Led by bullion, metals were the only saving grace, while agriculture commodity processors and exporters faced the brunt of weak demand.

Most metals, which derive prices from international markets, were the biggest beneficiary of ample liquidity in the global markets pumped in as part of economic stimulus.

The base metal pack hit a new high on supply disruption even as demand remained lacklustre globally. The rally was later supported by swift recovery in the Chinese economy. Energy commodities saw wild swings due to supply and demand side disruptions. Naveen Mathur, Director, Anand Rathi Commodities, said the sentiment in the commodity markets has already revived with the launch of new products by the exchanges and support extended by SEBI. Going ahead, exchanges should target to attract institutional investors including mutual funds in index derivatives such as MCX’s Bulldex, Metldex and NCDEX’s Agridex.

Foreign institutional investors have not shown much interest in commodity derivatives due to the abstract nature of the markets and if mutual fund take the lead it could encourage other institutional investors to follow suit, he said. Index trading will facilitate instant portfolio diversification and encourage passive, thematic elements in portfolios.
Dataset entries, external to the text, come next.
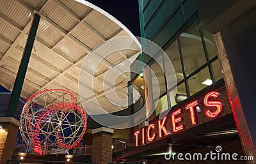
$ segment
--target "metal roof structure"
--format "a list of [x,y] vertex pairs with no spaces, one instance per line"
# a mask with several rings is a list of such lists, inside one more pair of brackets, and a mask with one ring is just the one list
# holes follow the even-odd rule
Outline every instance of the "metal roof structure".
[[[79,73],[86,55],[110,38],[132,36],[110,15],[85,1],[80,2],[84,4],[72,0],[0,0],[1,85],[13,89],[33,17],[36,13],[41,19],[20,96],[28,98],[38,91],[61,88],[79,98]],[[135,47],[140,47],[138,43]],[[118,51],[104,59],[94,74],[93,68],[86,68],[86,73],[93,77],[94,94],[107,111],[124,108],[109,104],[104,96],[104,73],[116,62],[134,59],[138,54],[135,50]],[[129,75],[116,79],[115,91],[120,98],[127,96],[129,80]],[[84,84],[84,87],[90,86]]]

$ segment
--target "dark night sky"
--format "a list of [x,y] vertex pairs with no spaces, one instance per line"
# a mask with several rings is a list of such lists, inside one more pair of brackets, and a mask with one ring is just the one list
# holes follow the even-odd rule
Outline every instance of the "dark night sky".
[[103,9],[140,36],[138,0],[87,0]]

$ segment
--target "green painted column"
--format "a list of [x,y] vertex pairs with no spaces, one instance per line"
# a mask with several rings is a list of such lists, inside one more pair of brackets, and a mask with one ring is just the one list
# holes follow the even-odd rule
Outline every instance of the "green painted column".
[[35,38],[36,37],[37,28],[38,27],[40,16],[36,13],[34,15],[32,26],[30,28],[27,43],[25,46],[25,50],[23,52],[20,64],[17,74],[13,89],[12,93],[11,99],[7,109],[6,117],[14,117],[19,99],[20,96],[21,89],[25,79],[26,72],[27,71],[28,63],[31,54],[33,46],[34,45]]

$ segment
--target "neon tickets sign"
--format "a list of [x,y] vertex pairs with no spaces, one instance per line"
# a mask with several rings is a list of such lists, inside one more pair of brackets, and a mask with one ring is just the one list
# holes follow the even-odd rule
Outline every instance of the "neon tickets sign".
[[[224,104],[220,101],[212,100],[212,99],[220,96],[220,93],[216,91],[210,92],[205,95],[204,98],[204,105],[207,108],[207,110],[205,111],[205,117],[214,118],[222,114],[225,108]],[[185,106],[185,110],[183,112],[180,108],[175,110],[171,113],[170,116],[166,116],[163,119],[158,120],[157,124],[150,124],[148,127],[143,128],[141,130],[135,131],[134,135],[136,146],[139,146],[140,142],[141,142],[140,143],[142,145],[145,144],[146,139],[148,142],[150,142],[155,140],[157,137],[161,138],[164,136],[170,135],[170,130],[168,128],[168,127],[166,127],[166,123],[168,119],[172,119],[172,126],[170,126],[172,127],[173,133],[177,133],[185,129],[185,126],[182,124],[183,118],[180,116],[182,112],[189,112],[192,126],[198,124],[198,121],[196,107],[198,106],[198,104],[199,102],[198,100],[192,101]]]

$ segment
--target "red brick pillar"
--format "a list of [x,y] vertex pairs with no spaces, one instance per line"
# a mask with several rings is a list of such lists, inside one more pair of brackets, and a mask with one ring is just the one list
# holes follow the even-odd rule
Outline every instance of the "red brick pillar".
[[92,130],[92,163],[112,163],[112,138],[114,130],[101,127]]
[[214,35],[218,57],[245,154],[256,163],[256,8]]
[[11,117],[0,117],[0,164],[11,160],[15,144],[20,122]]

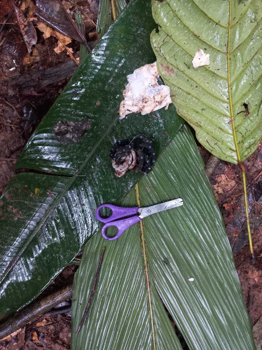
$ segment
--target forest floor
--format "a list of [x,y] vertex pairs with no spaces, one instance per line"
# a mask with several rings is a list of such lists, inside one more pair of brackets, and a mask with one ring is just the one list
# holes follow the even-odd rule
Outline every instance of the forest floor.
[[[70,15],[76,8],[80,9],[88,41],[91,47],[94,47],[99,38],[95,33],[97,1],[89,0],[87,3],[77,0],[63,2]],[[25,43],[22,33],[24,28],[21,28],[21,20],[19,25],[19,15],[15,10],[12,13],[13,5],[19,5],[21,13],[30,19],[36,29],[36,43],[31,49],[28,47],[30,44],[27,45]],[[0,22],[2,23],[5,20],[8,23],[0,24],[0,194],[16,173],[16,163],[30,136],[78,66],[79,43],[65,38],[65,36],[58,38],[53,30],[35,16],[34,6],[31,0],[20,3],[15,0],[2,0],[0,7]],[[249,208],[256,258],[253,264],[247,243],[240,169],[237,166],[216,161],[199,146],[205,164],[208,163],[208,176],[225,221],[256,342],[261,342],[261,344],[262,146],[260,145],[245,162],[249,178]],[[213,166],[213,163],[210,164],[211,160],[214,161]],[[71,266],[65,269],[47,291],[43,292],[44,295],[51,294],[72,283],[77,268],[75,266]],[[58,313],[59,311],[52,309],[0,340],[0,350],[70,349],[70,302],[69,300],[60,306],[63,312]]]

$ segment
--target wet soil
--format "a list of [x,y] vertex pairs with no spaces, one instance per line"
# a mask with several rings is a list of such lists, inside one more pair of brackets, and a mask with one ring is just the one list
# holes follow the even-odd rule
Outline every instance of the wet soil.
[[[17,19],[13,14],[8,18],[15,2],[3,0],[0,7],[1,22],[7,19],[12,23],[2,28],[0,25],[2,29],[0,34],[0,194],[15,175],[16,162],[30,136],[77,68],[79,56],[79,43],[74,40],[67,44],[71,56],[66,50],[56,52],[59,40],[52,36],[45,38],[38,29],[38,25],[41,27],[37,18],[32,19],[36,29],[37,43],[29,54]],[[31,0],[23,2],[25,13],[27,11],[28,15],[34,18]],[[86,14],[86,33],[94,38],[94,41],[89,43],[93,47],[97,38],[93,24],[96,23],[97,12],[94,9],[97,10],[97,6],[94,4],[97,2],[90,0],[87,5],[80,0],[74,2],[74,5],[72,1],[63,3],[70,13],[76,7]],[[206,163],[211,155],[202,147],[199,149]],[[240,169],[237,166],[219,161],[209,177],[225,221],[252,324],[258,330],[255,333],[258,343],[262,328],[261,145],[245,163],[249,177],[248,191],[255,262],[252,261],[247,243]],[[43,295],[72,282],[77,268],[67,267]],[[70,304],[68,300],[60,306],[64,310],[60,314],[53,309],[1,340],[0,350],[70,349]]]

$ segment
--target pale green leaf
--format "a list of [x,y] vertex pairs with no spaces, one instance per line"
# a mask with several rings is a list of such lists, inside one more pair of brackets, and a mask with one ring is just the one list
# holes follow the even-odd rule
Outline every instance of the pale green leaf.
[[[188,127],[139,181],[141,206],[182,198],[182,206],[144,218],[156,348],[180,349],[163,301],[191,349],[254,348],[223,219]],[[123,205],[136,204],[133,192]],[[107,246],[89,313],[75,331]],[[75,279],[72,349],[153,348],[138,224],[115,241],[88,243]],[[194,278],[194,280],[190,280]]]
[[[118,16],[126,6],[125,0],[115,0],[117,16]],[[97,15],[96,33],[100,32],[102,36],[113,23],[111,0],[100,0]]]
[[[237,163],[261,136],[260,0],[152,2],[151,43],[178,113],[214,155]],[[210,65],[195,69],[201,49]]]

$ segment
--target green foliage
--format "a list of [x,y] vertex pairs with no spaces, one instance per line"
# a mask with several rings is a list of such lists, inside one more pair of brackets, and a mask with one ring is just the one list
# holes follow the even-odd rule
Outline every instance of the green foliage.
[[[162,300],[190,349],[253,349],[232,253],[203,165],[188,127],[182,127],[138,183],[142,207],[184,201],[143,219],[156,348],[181,349]],[[136,204],[133,191],[123,205]],[[103,245],[96,290],[76,336]],[[72,349],[153,348],[141,250],[138,224],[115,241],[100,233],[87,244],[74,281]]]
[[[125,12],[77,71],[23,151],[17,168],[41,173],[15,176],[0,199],[2,317],[35,298],[97,232],[96,207],[119,203],[141,177],[130,171],[120,178],[115,176],[108,157],[112,144],[143,132],[158,155],[183,122],[173,105],[167,111],[119,120],[126,76],[155,59],[149,2]],[[54,125],[86,118],[92,124],[80,141],[57,141]]]
[[[152,2],[151,42],[179,114],[216,156],[237,163],[261,137],[260,0]],[[211,64],[195,69],[199,48]]]

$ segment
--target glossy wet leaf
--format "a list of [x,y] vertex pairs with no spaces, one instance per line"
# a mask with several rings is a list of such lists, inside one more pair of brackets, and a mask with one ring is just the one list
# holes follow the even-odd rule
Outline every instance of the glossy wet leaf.
[[[23,151],[17,167],[47,174],[19,174],[0,200],[2,317],[35,298],[97,231],[97,206],[120,203],[141,177],[130,171],[123,177],[115,176],[108,157],[112,144],[142,133],[152,140],[158,155],[183,122],[173,105],[122,121],[117,113],[126,76],[155,59],[149,39],[155,25],[150,2],[132,1],[77,71]],[[80,141],[57,140],[52,128],[59,120],[81,122],[86,118],[92,124]]]
[[[178,113],[199,141],[227,161],[243,161],[261,137],[260,0],[153,1],[152,47]],[[199,49],[210,65],[195,69]]]
[[[184,201],[143,219],[157,349],[181,349],[161,298],[190,349],[254,349],[223,220],[188,127],[138,184],[142,207]],[[136,205],[133,190],[123,205]],[[105,245],[92,304],[76,336]],[[153,349],[138,223],[114,241],[100,233],[87,243],[73,300],[73,350]]]

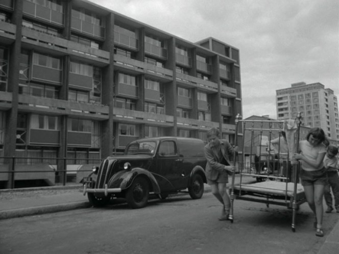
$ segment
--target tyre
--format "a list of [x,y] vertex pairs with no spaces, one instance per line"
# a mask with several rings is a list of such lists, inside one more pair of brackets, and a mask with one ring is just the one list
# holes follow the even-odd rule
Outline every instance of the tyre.
[[109,201],[111,200],[111,196],[103,196],[101,197],[96,197],[94,195],[94,193],[88,192],[87,193],[87,197],[89,203],[94,207],[104,207],[108,205]]
[[148,201],[150,187],[146,179],[137,177],[126,192],[126,199],[129,206],[133,209],[141,208]]
[[160,195],[160,199],[164,200],[167,197],[168,197],[168,194],[167,193],[161,193]]
[[193,199],[200,198],[204,194],[204,180],[201,175],[195,174],[192,177],[190,185],[188,187],[188,193]]

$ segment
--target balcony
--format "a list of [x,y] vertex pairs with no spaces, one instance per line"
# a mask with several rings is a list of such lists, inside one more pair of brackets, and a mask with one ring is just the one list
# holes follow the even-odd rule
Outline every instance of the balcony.
[[[4,93],[5,94],[2,94]],[[0,101],[3,95],[8,97],[6,94],[8,93],[0,93]],[[9,99],[9,98],[8,98],[7,100]],[[11,100],[7,101],[7,103],[9,102]],[[109,118],[108,106],[25,94],[19,94],[18,109],[23,111],[38,114],[66,115],[91,120],[107,120]]]
[[0,21],[0,42],[10,44],[15,40],[16,26],[14,24]]
[[62,71],[34,64],[32,67],[32,78],[36,80],[61,85]]
[[173,127],[174,117],[173,116],[161,115],[153,113],[130,110],[126,109],[114,108],[113,109],[113,120],[130,122],[133,123],[147,123],[150,122],[156,124],[157,126]]
[[119,83],[116,86],[115,94],[129,98],[137,99],[139,97],[138,87],[128,84]]
[[221,114],[222,115],[232,115],[232,107],[221,105]]
[[178,106],[186,108],[192,108],[192,98],[178,95]]
[[145,89],[144,93],[145,100],[148,101],[160,103],[160,92],[159,91]]
[[60,144],[60,131],[52,130],[30,130],[31,145],[59,145]]
[[1,0],[0,6],[3,6],[8,9],[13,10],[13,3],[14,0]]
[[119,55],[114,55],[114,67],[116,67],[118,69],[120,67],[123,69],[129,69],[134,70],[135,73],[137,74],[143,73],[156,76],[163,81],[171,81],[173,77],[173,72],[171,70],[131,59]]
[[72,56],[74,58],[81,59],[98,66],[104,66],[109,64],[109,52],[27,28],[22,28],[22,42],[33,48],[39,49],[44,47],[51,51]]
[[163,47],[145,42],[145,53],[163,60],[167,59],[167,49]]
[[176,54],[176,62],[180,65],[186,67],[190,67],[191,66],[190,57],[178,53]]
[[105,39],[105,28],[75,17],[72,17],[71,28],[84,34],[87,34],[100,39]]
[[38,5],[34,3],[23,0],[23,13],[35,18],[47,20],[51,23],[55,23],[63,26],[63,13],[60,11],[55,11],[44,6]]
[[90,132],[67,132],[67,144],[69,146],[90,147],[92,134]]
[[139,49],[137,39],[115,31],[114,31],[114,43],[136,50]]
[[226,94],[228,97],[235,98],[236,97],[236,89],[232,87],[222,85],[221,92],[222,94]]
[[202,88],[207,91],[217,92],[217,84],[208,80],[204,80],[199,78],[190,76],[187,74],[177,72],[177,82],[186,85],[190,85],[194,87]]
[[200,61],[197,61],[197,69],[207,74],[212,73],[212,65]]
[[70,86],[79,87],[86,90],[93,89],[93,78],[80,74],[69,72],[68,84]]
[[135,136],[119,135],[118,137],[118,146],[120,148],[125,148],[132,141],[138,139],[139,137]]
[[204,110],[205,111],[209,111],[209,104],[207,101],[205,100],[198,100],[198,109]]
[[219,69],[220,78],[230,79],[231,78],[231,73],[229,70],[225,70],[224,69]]
[[0,92],[0,110],[8,110],[12,108],[12,93]]

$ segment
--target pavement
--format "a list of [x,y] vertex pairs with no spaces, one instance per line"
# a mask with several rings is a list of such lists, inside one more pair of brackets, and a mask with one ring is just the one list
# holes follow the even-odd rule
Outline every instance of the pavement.
[[[239,181],[239,175],[236,175],[235,183]],[[210,191],[209,186],[205,184],[205,192]],[[0,220],[89,207],[80,184],[0,190]],[[318,254],[337,254],[339,220],[330,232],[325,232],[325,237]]]

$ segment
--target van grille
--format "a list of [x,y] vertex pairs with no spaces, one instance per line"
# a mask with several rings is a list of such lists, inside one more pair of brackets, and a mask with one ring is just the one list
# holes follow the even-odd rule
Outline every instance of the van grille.
[[109,161],[105,160],[102,165],[103,166],[99,168],[99,171],[98,172],[98,181],[95,183],[95,188],[103,188],[105,186],[105,184],[107,183]]

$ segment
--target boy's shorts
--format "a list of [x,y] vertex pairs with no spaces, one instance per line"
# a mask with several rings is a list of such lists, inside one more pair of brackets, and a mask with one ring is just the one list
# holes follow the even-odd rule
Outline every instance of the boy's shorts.
[[315,184],[321,185],[327,184],[326,170],[324,167],[319,170],[314,171],[306,171],[302,169],[300,171],[300,176],[301,184],[303,186]]
[[222,183],[226,184],[228,183],[228,173],[227,172],[224,171],[220,172],[217,178],[215,180],[207,179],[207,183],[209,185],[220,184]]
Index futures can be used for various purposes such as effective benchmarking, diversification of basket and as an overall directional indicator.

NCDEX Agridex is India’s first return based agricultural futures Index which tracks the performance of the ten most liquid commodities traded on NCDEX platform.

The launch of ‘option on goods’ by NCDEX cdex was another innovative product that helps farmers to lock in price of their produce even before they the sow the seed. Given the benefits, farmer produce organisations have already started taking fancy to the product.

“Overall, we believe the next year should be much better in terms of performance at the exchanges, more so with the Covid vaccine hitting the market. We are confident that participation, turnover and volumes should beat the previous year,” said Mathur.